A European patent filed by the Japanese company last year, which was recently published and spotted by the Gamechup blog, details a gamepad with a screen, similar to that of the Wii U, which will track your movement using the glowing light on the side of the device, much like the PlayStation Move.
It's not entirely surprising that Sony would give a PlayStation peripheral the 'eye' suffix, given that it's previously launched the 'Eye Toy' and the 'PlayStation Eye', but it does seem cheeky that it's seemingly chosen a name that so closely resembles Apple's iPad.
The patent suggests the EyePad will have a touchscreen at its centre, but the edges will glow -- so it can be picked up by the PlayStation Eye and track your movement. The device also offers two stereoscopic cameras, which according to the patent will be used to detect motion above the screen, meaning you will be able to prod objects which are a closer representation of real life, in a 3D environment.
There's also a suggestion of a future game that may be launched with the PlayStation 4 and the EyePad. The game, called EyePets, will work in much the same way as other pet-stroking games, most notably Nintendogs and Kinectimals, but with the ability to stroke and groom the digital critters in 3D.
While there's no promising this will ever make it to shops -- after all, companies constantly file patents they never intend to use -- it doesn't seem beyond the realm of possibility. Sony has followed Nintendo's lead before, with the PlayStation Move controller resembling a more advanced version of the Wii remote.

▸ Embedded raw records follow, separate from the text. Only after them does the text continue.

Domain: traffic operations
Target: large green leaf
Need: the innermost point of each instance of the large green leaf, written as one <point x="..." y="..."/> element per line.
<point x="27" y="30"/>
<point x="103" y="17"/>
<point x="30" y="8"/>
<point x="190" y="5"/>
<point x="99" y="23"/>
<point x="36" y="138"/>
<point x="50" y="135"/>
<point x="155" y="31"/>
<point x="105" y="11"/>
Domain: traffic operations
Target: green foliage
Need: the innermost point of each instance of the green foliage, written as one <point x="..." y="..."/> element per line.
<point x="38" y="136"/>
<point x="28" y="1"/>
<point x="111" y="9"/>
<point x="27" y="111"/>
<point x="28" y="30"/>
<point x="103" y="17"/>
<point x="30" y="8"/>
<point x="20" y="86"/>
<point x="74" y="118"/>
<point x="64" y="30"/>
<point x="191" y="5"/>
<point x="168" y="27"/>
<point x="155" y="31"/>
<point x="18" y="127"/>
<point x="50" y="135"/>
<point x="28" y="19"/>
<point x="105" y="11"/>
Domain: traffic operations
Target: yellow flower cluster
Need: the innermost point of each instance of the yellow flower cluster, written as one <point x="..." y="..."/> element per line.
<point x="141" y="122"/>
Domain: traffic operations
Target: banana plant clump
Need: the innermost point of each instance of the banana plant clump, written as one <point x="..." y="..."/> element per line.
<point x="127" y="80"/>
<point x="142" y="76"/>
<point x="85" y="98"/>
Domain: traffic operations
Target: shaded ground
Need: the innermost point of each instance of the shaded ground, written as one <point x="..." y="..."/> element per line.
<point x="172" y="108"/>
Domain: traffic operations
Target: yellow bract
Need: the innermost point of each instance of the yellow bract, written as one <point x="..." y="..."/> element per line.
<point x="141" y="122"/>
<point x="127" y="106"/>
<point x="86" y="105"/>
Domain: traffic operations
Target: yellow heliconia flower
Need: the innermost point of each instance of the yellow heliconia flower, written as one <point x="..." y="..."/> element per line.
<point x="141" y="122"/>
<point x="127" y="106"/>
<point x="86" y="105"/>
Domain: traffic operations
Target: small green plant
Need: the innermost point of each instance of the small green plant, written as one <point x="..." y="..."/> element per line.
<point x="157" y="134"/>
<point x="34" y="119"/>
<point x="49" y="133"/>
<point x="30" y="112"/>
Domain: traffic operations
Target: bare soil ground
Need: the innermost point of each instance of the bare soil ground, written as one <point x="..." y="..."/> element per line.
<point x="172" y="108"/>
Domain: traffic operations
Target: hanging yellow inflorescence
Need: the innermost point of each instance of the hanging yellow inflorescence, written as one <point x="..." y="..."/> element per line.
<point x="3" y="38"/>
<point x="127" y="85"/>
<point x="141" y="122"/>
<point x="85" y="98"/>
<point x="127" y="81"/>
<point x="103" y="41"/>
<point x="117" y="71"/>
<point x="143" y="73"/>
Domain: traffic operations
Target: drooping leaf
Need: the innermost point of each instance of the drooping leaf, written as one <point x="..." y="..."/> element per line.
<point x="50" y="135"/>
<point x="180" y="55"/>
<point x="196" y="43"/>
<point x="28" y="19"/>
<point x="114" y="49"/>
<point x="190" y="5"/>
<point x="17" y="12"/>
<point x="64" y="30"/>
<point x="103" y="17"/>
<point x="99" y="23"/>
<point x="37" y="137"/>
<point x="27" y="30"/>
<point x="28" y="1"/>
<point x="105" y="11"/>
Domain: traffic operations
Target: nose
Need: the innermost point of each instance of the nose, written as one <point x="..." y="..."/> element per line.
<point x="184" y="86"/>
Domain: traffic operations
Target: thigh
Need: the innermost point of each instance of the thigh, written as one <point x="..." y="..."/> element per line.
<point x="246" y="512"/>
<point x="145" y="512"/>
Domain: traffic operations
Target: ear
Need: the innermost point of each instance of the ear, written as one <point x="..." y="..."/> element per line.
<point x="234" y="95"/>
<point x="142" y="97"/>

Sony's not the only company rumoured to be working on a gaming tablet -- Microsoft is expected to launch a 7-inch Xbox Surface with the next-generation Xbox.
Whether or not the device will launch with the 'EyePad' name is also distinctly uncertain, given Apple has never been slow to get its lawyers involved. But if the EyePad is due to be released this year, we'll no doubt see it at Sony's press conference on Wednesday.